In our study we aimed to identify the determinants among parents associated with refusal of HPV vaccination for their daughters. We found that, according to reports of parents, limited information provided by the government was the strongest predictor for declining the HPV vaccinations. Although the HPV vaccination campaign included the distribution of invitation letters to families with daughters in the target group and recruitment was supported by a nationwide information campaign targeting health care professionals and the general public [13
], these efforts were not sufficient to persuade people to accept the vaccine. Possible explanation, as mentioned before, could include critical media reports that accused the government of emphasizing the advantages rather than the disadvantages of the vaccine. However, it has also been shown that the content of media reports sometimes may lack important information related to the vaccination or the disease [14
] which could be misleading.
Another strong determinant for declining the HPV vaccination was a lack of trust that the government would stop vaccination if there were serious side effects. This concern might partly be a consequence of reports about potential associations between certain vaccines and serious adverse events, such as pandemic influenza vaccine and Guillain-Barré syndrome [15
]. This suggests that providing information about the management of vaccine side effects may improve the trust in the government as well.
Concerns about the HPV vaccine effectiveness and safety were associated with refusal of the HPV vaccination. One Dutch study showed that those who were not willing to have their children vaccinated said that they would agree to do so after the vaccine had been used for several years [7
]. Secondly, it has also been found that 88% of parents said they would be willing to have their children vaccinated if the government approved the vaccine [7
]. Although the HPV vaccine was approved by the Dutch government, which means that a list of criteria such as acceptable safety and effectiveness profiles had to be met [16
], the actual behavior was not consistent with parents’ reported intentions. Only slightly above 50% of the target population accepted the HPV vaccine. Differences between the intentions and the actual behavior regarding the uptake of the HPV vaccinations may therefore be of interest for future research.
Our findings indicate that parents of vaccinated and unvaccinated girls hold very different views on the severity of HPV infection and the likelihood that their daughters might acquire an HPV infection or cervical cancer and on the question as to whether the information about HPV vaccination was adequate. Parents whose daughters were not vaccinated perceived less risk associated with HPV and cervical cancer. Interestingly they felt, more often, that information about HPV vaccination was not sufficient to make a good decision. Although the entire target group received the same information about the HPV vaccination, these findings suggest that the attitudes towards HPV vaccination were largely influenced by more subjective reasons.
Moreover, preliminary results from other countries show that HPV vaccination coverage largely depends on the type of vaccination program that is implemented. A school-based approach was superior to vaccination programs on-demand through health professionals, the latter being implemented in the Netherlands [13
]. The three-dose vaccination coverage in Scotland in the 1996 birth cohort via a school-based HPV vaccination campaign was 86% [17
]. It therefore appears that apart from a need for clearer and more transparent messages to the public, different approaches to reach the target population should also be considered.
From the discussions with the stakeholders at the beginning of our study and during the start of the HPV vaccination campaign in the Netherlands it appeared that parents have much influence on the decision as to whether or not to vaccinate their daughters.
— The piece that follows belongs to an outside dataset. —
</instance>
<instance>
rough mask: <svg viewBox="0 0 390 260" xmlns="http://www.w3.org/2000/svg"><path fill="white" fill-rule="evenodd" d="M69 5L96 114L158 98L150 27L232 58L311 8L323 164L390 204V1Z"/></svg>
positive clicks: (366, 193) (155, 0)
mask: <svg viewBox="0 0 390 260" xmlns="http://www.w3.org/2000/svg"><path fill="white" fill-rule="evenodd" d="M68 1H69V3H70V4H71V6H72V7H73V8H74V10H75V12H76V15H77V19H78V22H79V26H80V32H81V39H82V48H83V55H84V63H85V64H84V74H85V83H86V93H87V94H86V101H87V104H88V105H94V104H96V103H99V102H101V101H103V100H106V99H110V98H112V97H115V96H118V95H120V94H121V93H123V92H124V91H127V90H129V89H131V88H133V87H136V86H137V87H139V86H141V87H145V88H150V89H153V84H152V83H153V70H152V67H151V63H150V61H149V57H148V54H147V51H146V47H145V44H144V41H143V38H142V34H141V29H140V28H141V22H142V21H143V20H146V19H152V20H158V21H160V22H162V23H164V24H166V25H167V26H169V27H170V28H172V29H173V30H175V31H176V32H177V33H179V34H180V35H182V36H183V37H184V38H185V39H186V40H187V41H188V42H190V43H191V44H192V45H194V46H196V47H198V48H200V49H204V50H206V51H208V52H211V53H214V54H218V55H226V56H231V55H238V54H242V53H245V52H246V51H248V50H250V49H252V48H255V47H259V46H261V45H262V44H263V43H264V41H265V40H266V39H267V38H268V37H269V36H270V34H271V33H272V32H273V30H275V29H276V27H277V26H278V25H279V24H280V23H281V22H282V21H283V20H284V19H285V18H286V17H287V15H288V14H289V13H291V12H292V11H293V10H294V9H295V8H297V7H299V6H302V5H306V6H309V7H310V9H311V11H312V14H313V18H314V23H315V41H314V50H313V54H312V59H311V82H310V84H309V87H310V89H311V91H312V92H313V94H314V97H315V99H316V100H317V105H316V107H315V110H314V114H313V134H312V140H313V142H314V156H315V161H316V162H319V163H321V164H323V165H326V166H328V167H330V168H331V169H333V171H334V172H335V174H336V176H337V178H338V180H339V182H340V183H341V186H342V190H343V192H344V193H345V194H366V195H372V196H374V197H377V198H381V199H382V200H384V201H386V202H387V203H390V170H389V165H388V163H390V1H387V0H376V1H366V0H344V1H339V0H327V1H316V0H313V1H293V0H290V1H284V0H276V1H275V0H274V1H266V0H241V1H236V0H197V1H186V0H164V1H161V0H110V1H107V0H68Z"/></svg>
However, vaccination coverage rates may also be influenced by the girls’ opinions themselves. It has been shown that different information sources may be preferred by girls of different age [18
]. For example, information provided by health care professionals and mass media (television, the internet) seemed to be a preferred source of information among older teenage girls (15- to 18- or 19-years-old) while younger teenagers (11- or 12- to 14-years-old) had more trust in schools, teachers and family [18
]. Guidance about HPV and HPV vaccination could therefore be provided through the preferred sources of information for different age groups.
Some limitations of the study need to be addressed. The overall response rate was not high (24%). One of the possible explanations is the two-step response process we employed in which parents were first asked to return a card for participation and only then received a questionnaire. Importantly, the response rate was twice as high among those who received the vaccine versus those who did not (31% versus 16%). This might have introduced bias because those with more positive attitudes towards vaccination were better represented in our study. We expect that the bias introduced more contrast between positive and negative attitudes than in the general population, which agrees with the exceptionally high discriminative value of the predictive model (AUC-value of 0.96). This means that in the general population the role of these determinants is likely to be less important than what we observed in our study. On the other hand, given the fact that some baseline characteristics were comparable to the general Dutch population the sample seemed to mirror the source population of the Netherlands. Our study also assessed a broad spectrum of possible determinants associated with declining HPV vaccination.
The incidence and mortality from cervical cancer in the Netherlands is one of the lowest in Europe. However, since it is the second most common cancer in 18- to 44-years-old women [20
], efforts should be made to prevent it. If 70% of the cervical cancers can be prevented by the currently registered HPV vaccines, it could largely reduce physical and psychological disease burden for the females and their families.